Parallels between Dublin and East Berlin became clear when hacks taking us for Osties began to ask for interviews, writes ANN MARIE HOURIHANE
YOU KNOW those columns where boring old hacks reminisce about times gone by, the fascinating events they have lived through and how right the boring old hack has always been about everything? Well this is one of those columns. By rights it should be delivered from the book-lined reading room of some old colonialists’ club, with me swigging whiskey and soda and you furtively ordering a cab. Instead I’m on a computer, and you might be too. Luckily, smugness does not change with the fashions. The thing is, I was in Berlin when the Berlin Wall came down.
I am not saying that I have anything intelligent to say about the Berlin Wall coming down; but then it doesn’t seem that anyone else does either. Actually, pretty well everything intelligent to be said about the fall of the Berlin Wall had already been said before the three of us flew out of Dublin on our way to Germany in November 1989. Berlin 20 years ago was awash with camera crews and commentators and more like a film set than anything else.
Presumably it is like that again now, on the 20th anniversary of that strange week.

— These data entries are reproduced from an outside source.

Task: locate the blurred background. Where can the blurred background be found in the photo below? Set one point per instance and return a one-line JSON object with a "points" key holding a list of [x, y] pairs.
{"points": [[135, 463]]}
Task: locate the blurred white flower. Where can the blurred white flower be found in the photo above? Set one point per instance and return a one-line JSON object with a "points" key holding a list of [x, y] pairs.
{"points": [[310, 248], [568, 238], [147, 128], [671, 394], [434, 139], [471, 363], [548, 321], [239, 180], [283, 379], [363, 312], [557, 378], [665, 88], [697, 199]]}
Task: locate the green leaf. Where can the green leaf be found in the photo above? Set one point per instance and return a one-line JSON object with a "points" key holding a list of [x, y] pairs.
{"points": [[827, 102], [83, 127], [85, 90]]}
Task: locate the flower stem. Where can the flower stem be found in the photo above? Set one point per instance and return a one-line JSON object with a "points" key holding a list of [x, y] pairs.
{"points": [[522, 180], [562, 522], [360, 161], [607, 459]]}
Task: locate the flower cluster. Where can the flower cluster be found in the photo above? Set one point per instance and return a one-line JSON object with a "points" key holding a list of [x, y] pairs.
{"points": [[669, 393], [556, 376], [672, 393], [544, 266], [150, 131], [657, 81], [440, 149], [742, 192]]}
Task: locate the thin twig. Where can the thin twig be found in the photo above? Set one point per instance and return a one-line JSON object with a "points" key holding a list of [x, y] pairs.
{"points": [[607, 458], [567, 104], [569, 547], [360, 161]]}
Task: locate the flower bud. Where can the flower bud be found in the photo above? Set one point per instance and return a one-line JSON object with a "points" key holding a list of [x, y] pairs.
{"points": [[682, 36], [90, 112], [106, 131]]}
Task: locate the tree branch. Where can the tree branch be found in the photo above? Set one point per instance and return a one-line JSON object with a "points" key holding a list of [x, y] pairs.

The most striking thing about West Berlin at that time was that, to Irish people, even Irish people who were working in television and therefore quite prosperous, it seemed so extraordinarily rich. I was travelling with a female television producer and a male production assistant, both of whom spoke German. They were well able to identify the banned anthems playing on the radio in the taxi cabs.
But nothing could have prepared us for the richness of West Berlin. We gawped at the cars and the clothes, like yokels in a city for the first time. Even the air seemed to be cushioned with money, like the air in Zurich. We walked through West Berlin like those lonely representatives of the Star Trek crew when they have been beamed down to the surface of yet another new planet. It was really like being in another world.
The German camera crew we were to use for our report arrived – amazing to be able to remember this, 20 years later – in a Mercedes estate. They were exotic to us, and rather unexcited at the prospect of working with three Irish people – although this ennui, we reassured ourselves, is common amongst freelance camera crews. The two of them were wearing enough expensive male casual clothing – a lot of punched suede, if I recall – to make us cough slightly.
My main memory of our 24-hour stay in the Berlin of November 1989 is of looking for people to interview, then interviewing them until their ears bled. We met a group of orchestra members from East Berlin who didn’t really want to talk about it – who could blame them? – preferring to watch some south American women dancing instead. It was embarrassing to see such sophisticated people – much more sophisticated than we were ourselves – treated like something in a zoo. I think there were crowds queuing at the West Berlin branch of McDonalds, but that could be a dream.
Most of the East Berliners we spoke to were heading for Paris, thanks very much. No one was boasting about the collapse of communism. Or the reunification of Germany. In fact it was a bit like being at a Christmas party at which no one mentioned Christmas. The celebration alone was what was meant to occupy us, and the people who really had something to say kept quiet.
East Berlin itself looked very much as large tracts of Dublin had looked in the 1970s, and in some cases still did. There was nothing in East Berlin more shabby and derelict than, for example, Clanbrassil Street. And nowhere in East Berlin, bombed, bullet-ridden and crushed as it was, looked any worse than Lower Mount Street or Gardiner Street or Mountjoy Square or indeed O’Connell Street.
This parallel between the two cities must have shown in our faces, because a strange thing happened: other journalists started asking us for interviews. They thought that we were Ost Berliners. It could have been that the German spoken by my two colleagues was so idiomatic that foreigners were fooled. But no. It was just that we dressed like the Ost Berliners. We were in the nylon jumpers and the stone-washed denim and the leather jackets that were the uniform of the people coming over the Wall.
The production assistant, a redhead, began to feel a little bit harassed every time someone said “Ost Berliner?” to him, replying with some asperity that he was, in fact, from Moate. (Hi, Brian!) It had been obvious from the start that the only thing that distinguished East Berliners from the people congratulating them, interviewing them, filming them and patronising them was the fact that they were so badly dressed. In other words, that they were so much poorer than everybody else in Berlin – except for us.
Shortly after our return, I threw away my piece of the Berlin Wall. There is only so much crumbling concrete breeze-block you can try to make sacred. And shortly after that again our contemporaries began to return from abroad and Ireland began to get rich. But that’s another story.